Tuesday, December 8, 2009

ADO.Net Synchronization

The ADO.Net Sync Framework has some very nice capabilities for synchronizing a variety of data sources.  It even has capabilities for synchronizing files or if you were ambitious enough, you could develop a custom data source provider to work with sync services.

The design of the application I’m working on is based on a local SQL Server Compact Edition database on the client machine and a more centralized SQL Server Express database that aggregates data from each client machine.  Sync services will do the job of synchronizing each SQL Server CE database with the SQL Server Express database, but I was wondering if it would also do the job of synching the data in the DataSet with SQL Server CE.  It seems to be a logical capability for it to provide since it is able to synchronize a number of different types of data sources and a DataSet schema looks just like the database it is derived from.
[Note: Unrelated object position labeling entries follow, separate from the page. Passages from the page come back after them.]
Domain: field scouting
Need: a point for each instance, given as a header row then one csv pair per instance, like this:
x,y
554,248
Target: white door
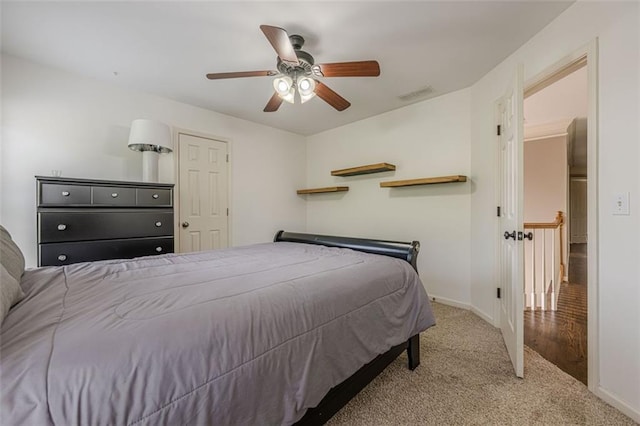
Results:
x,y
510,108
203,193
578,210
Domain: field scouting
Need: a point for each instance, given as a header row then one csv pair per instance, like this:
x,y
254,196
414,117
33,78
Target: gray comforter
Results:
x,y
248,335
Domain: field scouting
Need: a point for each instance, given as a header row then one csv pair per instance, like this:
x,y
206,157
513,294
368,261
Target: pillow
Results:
x,y
11,257
10,292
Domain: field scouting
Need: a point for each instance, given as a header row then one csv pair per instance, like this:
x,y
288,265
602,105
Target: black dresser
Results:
x,y
83,220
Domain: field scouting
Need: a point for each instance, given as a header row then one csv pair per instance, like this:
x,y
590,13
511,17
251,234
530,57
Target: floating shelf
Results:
x,y
322,190
364,170
423,181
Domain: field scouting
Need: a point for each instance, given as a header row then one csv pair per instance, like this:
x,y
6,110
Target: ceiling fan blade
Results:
x,y
350,69
331,97
220,75
279,39
273,104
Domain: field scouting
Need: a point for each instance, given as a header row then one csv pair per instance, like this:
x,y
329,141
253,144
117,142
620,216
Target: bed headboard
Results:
x,y
401,250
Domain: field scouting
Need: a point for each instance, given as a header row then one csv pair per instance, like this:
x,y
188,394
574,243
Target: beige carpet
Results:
x,y
466,378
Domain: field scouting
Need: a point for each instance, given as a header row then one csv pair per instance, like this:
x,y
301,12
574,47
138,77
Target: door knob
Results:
x,y
508,235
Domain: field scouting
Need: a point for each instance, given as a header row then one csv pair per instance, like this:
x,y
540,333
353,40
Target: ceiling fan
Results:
x,y
296,69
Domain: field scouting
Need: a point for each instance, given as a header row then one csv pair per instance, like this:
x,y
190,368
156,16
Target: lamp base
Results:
x,y
150,166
I found out that ADO.Net synchronization will not provide that capability; however, I found another way of accomplishing that objective that’s very nice and very easy to implement.  The tricky part about database updates comes into play when you have related tables with foreign key constraints and they have to be updated in the proper sequence to avoid a foreign key violation.  In the original design of my application, I had some custom ADO.Net code that did that, but I wanted to find a way to simplify and standardize that code as much as possible.  That was one of the key things I was hoping Sync Services would do for me.
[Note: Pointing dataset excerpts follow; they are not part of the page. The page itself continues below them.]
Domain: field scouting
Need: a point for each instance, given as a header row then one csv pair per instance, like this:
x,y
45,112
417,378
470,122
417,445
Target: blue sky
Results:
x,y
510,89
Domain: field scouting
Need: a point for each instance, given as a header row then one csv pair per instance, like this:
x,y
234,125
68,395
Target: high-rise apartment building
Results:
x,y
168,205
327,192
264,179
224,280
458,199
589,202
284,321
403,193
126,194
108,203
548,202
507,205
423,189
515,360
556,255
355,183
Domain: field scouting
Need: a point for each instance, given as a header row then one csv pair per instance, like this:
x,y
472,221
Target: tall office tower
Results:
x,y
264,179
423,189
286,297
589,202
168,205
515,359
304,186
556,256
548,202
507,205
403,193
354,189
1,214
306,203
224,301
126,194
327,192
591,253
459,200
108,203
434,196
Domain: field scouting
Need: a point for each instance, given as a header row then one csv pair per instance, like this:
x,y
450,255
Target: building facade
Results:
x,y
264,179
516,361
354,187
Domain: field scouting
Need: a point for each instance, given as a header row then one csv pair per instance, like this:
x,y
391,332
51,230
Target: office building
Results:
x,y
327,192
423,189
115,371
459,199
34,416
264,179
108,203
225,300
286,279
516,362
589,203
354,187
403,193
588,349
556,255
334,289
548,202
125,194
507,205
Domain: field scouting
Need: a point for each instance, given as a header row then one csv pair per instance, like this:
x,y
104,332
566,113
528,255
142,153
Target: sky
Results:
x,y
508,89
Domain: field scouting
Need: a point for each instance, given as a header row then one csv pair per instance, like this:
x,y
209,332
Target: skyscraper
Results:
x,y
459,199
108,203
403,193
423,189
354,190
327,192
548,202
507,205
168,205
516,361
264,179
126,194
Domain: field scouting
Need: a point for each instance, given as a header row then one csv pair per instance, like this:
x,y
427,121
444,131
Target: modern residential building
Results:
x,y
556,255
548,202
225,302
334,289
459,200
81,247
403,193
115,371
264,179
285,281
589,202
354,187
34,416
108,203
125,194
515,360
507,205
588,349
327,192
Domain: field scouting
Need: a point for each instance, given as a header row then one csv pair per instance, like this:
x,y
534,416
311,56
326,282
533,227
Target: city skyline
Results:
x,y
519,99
The technique I wound up using is a TableAdapterManager.  The TAM is a relatively new capability and it does exactly what I was looking for synch services to do to synch the DataSet with the SQL CE database.  You create a TableAdapterManager to consist of one or more TableAdapters for all the tables in a relationship, and simply use the “UpdateAll” method on the TAM and it will update all of the related tables in the proper sequence to avoid foreign key constraint errors.  The TAM is a very nice capability!